Lecture | Department of Information Management and Business Intelligence
Time: 1:30 p.m.-3:00 p.m., Tuesday, June 23, 2026
Venue: Guoshun Campus, Room 105, Li Tat-sum Building
Speaker: Associate Professor Xuan Bi, University of Minnesota
Topic: Embedding the Crowd: A Customer-Aware Recommendation Framework for Influencer-Driven Commerce
Abstract: Influencer marketing is transforming digital retail by leveraging social media users - known as influencers - to promote products. Yet, matching the right influencers with the right products presents a distinct challenge. Unlike conventional e-commerce that involves only products and customers, influencer-driven commerce (or I-commerce) introduces influencers as intermediaries whose product endorsements guide customer decisions. As such, effective influencer-product matching must account not only for influencers' personal tastes but also for the underlying preferences of their follower bases. To this end, we adopt a design science approach and propose CARI (Customer-Aware Recommender for I-commerce), an AI-powered recommendation framework that integrates customer preferences into influencer-product matching. CARI combines graph neural networks with self-attention mechanisms, enhanced by customer-aware embeddings, to capture the complex triadic interactions among influencers, products, and customers. We validate CARI through both offline experiments and an online randomized field experiment conducted on a leading I-commerce platform in Asia. The field results demonstrate remarkable improvements over the platform's original setting: a 105% increase in the influencer endorsement rate, a 243% rise in the customer purchase rate, and a 153% boost in the spending per endorsement view. Our study provides one of the first field-based validations of AI-powered recommender systems in influencer marketing and offers practical insights for influencer-product matching in platform design.

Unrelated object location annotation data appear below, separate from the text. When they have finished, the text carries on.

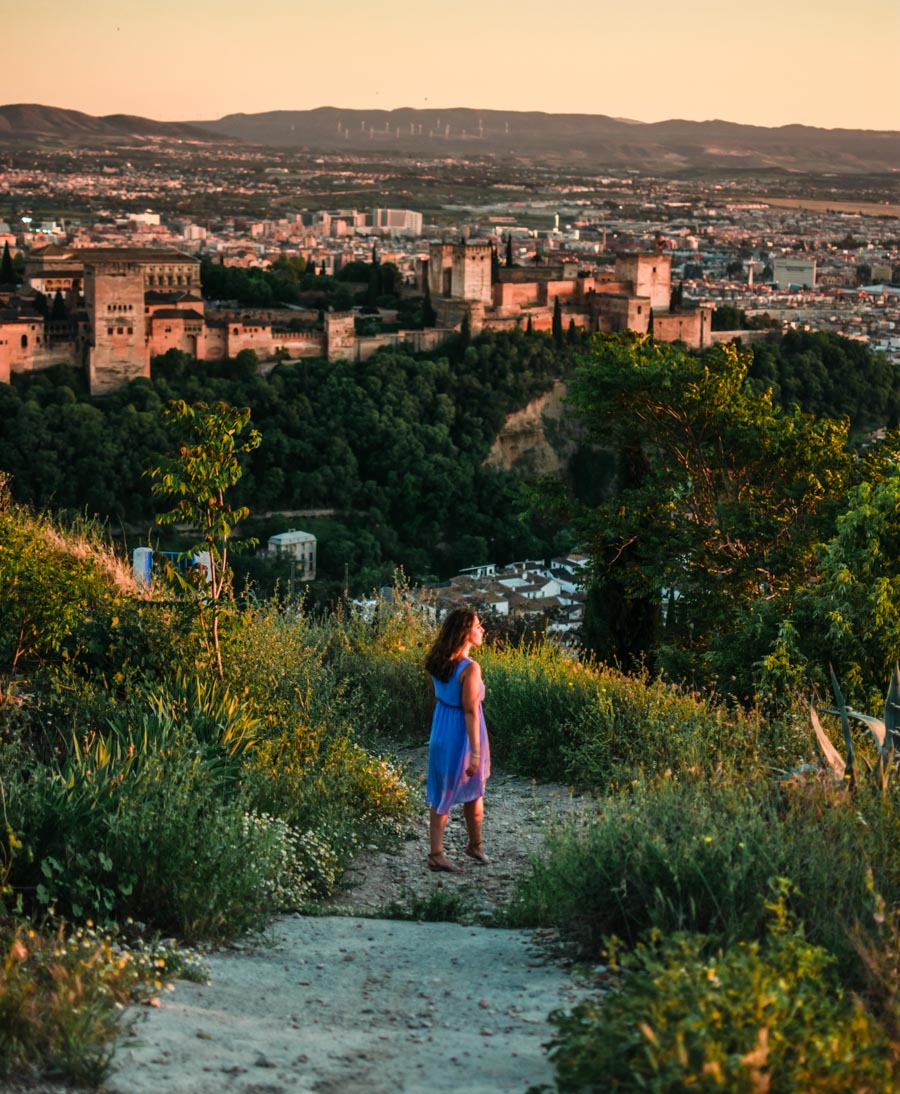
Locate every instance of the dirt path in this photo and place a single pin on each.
(346, 1003)
(515, 813)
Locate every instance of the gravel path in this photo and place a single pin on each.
(352, 1001)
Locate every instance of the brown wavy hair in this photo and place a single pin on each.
(441, 660)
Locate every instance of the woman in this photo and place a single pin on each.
(459, 758)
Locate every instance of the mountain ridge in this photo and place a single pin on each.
(661, 147)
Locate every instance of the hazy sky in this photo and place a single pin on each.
(822, 62)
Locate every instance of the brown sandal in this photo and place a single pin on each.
(477, 851)
(446, 866)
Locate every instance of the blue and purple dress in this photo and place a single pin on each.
(448, 749)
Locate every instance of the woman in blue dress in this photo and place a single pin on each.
(459, 759)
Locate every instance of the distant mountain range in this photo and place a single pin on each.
(32, 121)
(598, 140)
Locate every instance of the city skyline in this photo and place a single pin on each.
(698, 60)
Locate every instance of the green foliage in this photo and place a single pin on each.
(553, 716)
(397, 443)
(754, 1016)
(54, 583)
(7, 272)
(829, 376)
(62, 993)
(198, 479)
(723, 496)
(885, 734)
(697, 856)
(855, 604)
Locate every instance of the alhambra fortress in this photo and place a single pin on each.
(126, 305)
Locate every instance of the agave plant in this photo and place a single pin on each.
(885, 731)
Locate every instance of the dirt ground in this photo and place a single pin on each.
(352, 1001)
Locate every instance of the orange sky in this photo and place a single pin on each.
(822, 62)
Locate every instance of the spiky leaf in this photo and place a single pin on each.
(828, 753)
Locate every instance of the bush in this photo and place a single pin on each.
(754, 1016)
(62, 993)
(551, 717)
(697, 856)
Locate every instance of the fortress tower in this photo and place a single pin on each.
(650, 275)
(117, 350)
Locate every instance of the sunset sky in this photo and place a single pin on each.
(820, 62)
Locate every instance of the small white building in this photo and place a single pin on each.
(300, 547)
(794, 271)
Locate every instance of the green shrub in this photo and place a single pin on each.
(552, 717)
(754, 1016)
(54, 581)
(697, 856)
(318, 779)
(62, 993)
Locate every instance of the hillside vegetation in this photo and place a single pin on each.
(180, 761)
(139, 789)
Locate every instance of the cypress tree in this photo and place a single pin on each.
(557, 326)
(429, 315)
(465, 334)
(374, 287)
(7, 272)
(58, 312)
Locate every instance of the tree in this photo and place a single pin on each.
(465, 334)
(374, 288)
(7, 272)
(58, 312)
(198, 478)
(723, 496)
(854, 607)
(557, 324)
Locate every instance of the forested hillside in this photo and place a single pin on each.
(395, 445)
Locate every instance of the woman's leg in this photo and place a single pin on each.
(475, 815)
(437, 823)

Bio: Dr. Xuan Bi is an Associate Professor of Information and Decision Sciences at the Carlson School of Management, University of Minnesota. His research focuses broadly on trustworthy machine learning and artificial intelligence, with specific research interests including data privacy, AI safety and security, and recommender systems. His research works have been published in numerous top-tier academic journals, including Management Science, Information Systems Research, Journal of the American Statistical Association, Annals of Statistics, Journal of Machine Learning Research, INFORMS Journal on Computing and Journal of Econometrics. He currently serves as Associate Editor of the Journal of the American Statistical Association. Dr. Xuan Bi received his Bachelor of Science degree in Mathematics from Tsinghua University and his Ph.D. in Statistics from the University of Illinois at Urbana-Champaign. Prior to joining the University of Minnesota, he worked as a Postdoctoral Associate at Yale University.